Make Your Own Infused Water

Herbs aren't just for hot soup and pasta sauce. Fresh herbs can be used to add vibrant flavor to ice-cold water for a refreshing alternative to juice and soda. Some popular herbs to infuse water with include basil, mint, rosemary, and cilantro. These often pair incredibly well with fruits and vegetables like strawberry, cucumber, watermelon, and lime.

But if you're making a big pitcher of infused water and you'd rather not have loose mint leaves floating around in your glass, pack a tea infuser with the fresh herbs and dunk it in the water along with the fruit or vegetable slices to infuse. When the flavors are seeped in, just remove the infuser. The fruit or vegetable slices can stay in the pitcher since they're so big and much easier to drink around.

Here are more infused-water flavor combinations and infused-water tips.

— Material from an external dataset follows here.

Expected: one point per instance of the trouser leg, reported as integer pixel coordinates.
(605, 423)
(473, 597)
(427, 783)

Make Your Own Infused Alcohol
POPSUGAR Photography | Alicia Lu

Make Your Own Infused Alcohol

Similar to water, alcohol is a great blank canvas for adding flavor, and it's even more versatile than H2O. Spirits like vodka, gin, tequila, rum, and whiskey are great bases for both sweet and savory applications. Honestly, because it's alcohol, you really can't go wrong. The sky's the limit. Infuse vodka or gin with olives or olive tapenade for an assertively salty flavor that's perfect for dirty martinis. Infuse rum with crushed-up ginger candy to form a base for a dark and stormy cocktail. Try chili paste in tequila for a spicy kick. Or if you really want to test your creativity, infuse whiskey with bacon jam. Bacon-flavored whiskey is a thing now, after all, so stay ahead of the trend.

What do all of these infused alcohol ideas have in common? Cleaning out flavoring agents like olive tapenade or bacon jam is downright daunting, but not if you put them in a tea infuser. Just dunk the mesh ball filled with your flavoring agent of choice into a mason jar filled with your favorite spirit, and you're on your way to infusing your own alcohol. Check out this roundup of homemade infused alcohols for more ideas.

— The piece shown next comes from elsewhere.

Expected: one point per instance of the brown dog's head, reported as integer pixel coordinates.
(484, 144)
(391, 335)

Infuse Lavender Into Anything
POPSUGAR Photography | Alicia Lu

Infuse Lavender Into Anything

Lavender is one of the most exquisite smells on earth, and it's a welcome presence in everything from perfumes to jelly. Like some herbs, however, the leaves are small. You have to dry them first before infusing, making them easier to break and splinter and harder to fish out of whatever it is you're infusing. But if you load up a tea infuser with dried lavender leaves, then you can get that wonderful lavender scent and flavor without the particles.

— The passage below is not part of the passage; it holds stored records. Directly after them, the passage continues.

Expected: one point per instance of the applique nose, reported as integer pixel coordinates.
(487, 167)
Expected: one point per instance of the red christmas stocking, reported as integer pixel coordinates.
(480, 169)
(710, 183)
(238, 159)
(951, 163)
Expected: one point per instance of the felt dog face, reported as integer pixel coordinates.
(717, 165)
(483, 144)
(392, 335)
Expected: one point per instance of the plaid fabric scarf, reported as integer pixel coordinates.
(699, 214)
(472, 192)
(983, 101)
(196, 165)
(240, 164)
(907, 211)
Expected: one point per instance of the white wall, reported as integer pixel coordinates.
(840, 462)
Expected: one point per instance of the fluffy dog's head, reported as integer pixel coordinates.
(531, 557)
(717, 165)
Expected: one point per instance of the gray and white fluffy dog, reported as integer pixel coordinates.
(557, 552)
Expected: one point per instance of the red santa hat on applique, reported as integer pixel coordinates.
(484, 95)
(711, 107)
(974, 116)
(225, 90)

Here are some easy-to-follow DIY guides for making lavender oil, lavender honey, and lemon-lavender jelly. Just substitute whatever sieve contraption the recipe calls for with a tea infuser.

Make Rose Water
StockSnap | Caroline Sleeper

Make Rose Water

If you've always considered rose water to be one of those fancy, exotic ingredients that you can only buy at the gourmet market, think again. It's shockingly easy to make, but like lavender, the rose buds have to be dried. If you're making rose water to cook with, choose edible dried rose buds to work with so the perfumey flavor won't be overpowering.

Measure 1/4 cup rose buds, add them to a tea infuser, plop it into 1 1/2 cups cold water in a sauce pot, cover with a lid, and bring to a boil. Then reduce the heat to low and let it simmer for about 10 minutes, or until the color of the rose buds fade. Turn off heat, but keep it covered and let it cool completely. Take the infuser out and pour the liquid into a mason jar or bottle of your choice, and you're good to go! Your rose water will last about a week unrefrigerated and several weeks refrigerated.